Gene amplification methods, such as PCR, have been developed for detecting malaria parasites. These techniques are valuable in cases of low parasitaemia, mixed infections, ambiguous parasite speciation, for reference purposes, microepidemiology, and research.

Serological assays—IFA, IHA, and ELISA using cultured P. falciparum infected erythrocytes as antigen—are well characterized for antibody detection.
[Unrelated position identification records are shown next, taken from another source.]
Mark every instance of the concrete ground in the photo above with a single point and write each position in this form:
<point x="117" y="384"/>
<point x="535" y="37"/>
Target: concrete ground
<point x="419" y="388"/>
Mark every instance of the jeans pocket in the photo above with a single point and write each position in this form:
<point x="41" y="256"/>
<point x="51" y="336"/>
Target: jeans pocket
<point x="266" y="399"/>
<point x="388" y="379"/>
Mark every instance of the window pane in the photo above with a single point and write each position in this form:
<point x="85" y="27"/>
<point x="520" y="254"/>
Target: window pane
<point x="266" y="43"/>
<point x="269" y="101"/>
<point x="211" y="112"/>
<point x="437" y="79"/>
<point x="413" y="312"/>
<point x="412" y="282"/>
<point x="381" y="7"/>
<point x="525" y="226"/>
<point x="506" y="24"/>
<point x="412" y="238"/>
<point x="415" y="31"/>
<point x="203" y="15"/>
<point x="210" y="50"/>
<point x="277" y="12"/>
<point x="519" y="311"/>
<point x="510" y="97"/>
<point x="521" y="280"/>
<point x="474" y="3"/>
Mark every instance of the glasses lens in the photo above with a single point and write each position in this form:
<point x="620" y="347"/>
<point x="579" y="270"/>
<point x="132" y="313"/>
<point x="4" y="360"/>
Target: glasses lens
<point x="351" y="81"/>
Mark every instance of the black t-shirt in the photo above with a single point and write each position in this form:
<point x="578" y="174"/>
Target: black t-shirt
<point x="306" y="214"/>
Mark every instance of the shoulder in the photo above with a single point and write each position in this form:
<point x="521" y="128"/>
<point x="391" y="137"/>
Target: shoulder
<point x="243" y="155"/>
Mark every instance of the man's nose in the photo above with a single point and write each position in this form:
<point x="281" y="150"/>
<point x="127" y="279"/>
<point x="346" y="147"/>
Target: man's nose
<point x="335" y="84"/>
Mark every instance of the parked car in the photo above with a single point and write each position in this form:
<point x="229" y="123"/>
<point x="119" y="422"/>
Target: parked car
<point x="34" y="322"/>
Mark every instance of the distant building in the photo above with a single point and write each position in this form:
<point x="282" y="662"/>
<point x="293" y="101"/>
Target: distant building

However, because they reflect past exposure rather than acute infection, they are not suited for diagnosing acute malaria in endemic areas, though they can be useful for retrospective diagnosis in non-endemic regions.

Other Tests

Additional diagnostic tests and measurements include:

• Haemoglobin or packed cell volume (especially in cases of heavy parasitaemia in young children and pregnant women).
• Blood glucose measurement to detect hypoglycaemia, particularly in young children and pregnant women with severe falciparum malaria.
• Total white cell count and platelet count.
• Coagulation tests (plasma fibrinogen, FDP’s, etc.) if abnormal bleeding is suspected.
• Urine tests for free haemoglobin (in cases of malaria haemoglobinuria) and protein (when nephrotic syndrome is a concern).
• Blood urea or serum creatinine to monitor renal failure.
• Screening for G6PD deficiency before treatment with oxidant drugs such as primaquine.

Key Points in Diagnosis

• Blood smears should be prepared upon patient admission; a clear fever pattern may not be apparent early in infection.
• Both thick and thin blood smears should be examined, with at least 200–300 oil-immersion fields reviewed before a smear is declared negative.
• Wright’s, Wright-Giemsa, or (preferably) Giemsa stain is used for identifying blood parasites.
• Automated differential instruments may miss malarial parasites; even with careful review, light parasitaemia is likely to be overlooked.
• If the patient has been on prophylactic medication during the past 48 hours, more oil-immersion fields may need to be examined as the number of infected cells may be decreased.
• One negative set of blood smears does not rule out malaria.
• Serial thick film parasite counts remain a simple, cost-effective, rapid, and reliable method for identifying patients at high risk of recrudescence due to drug resistance and treatment failure.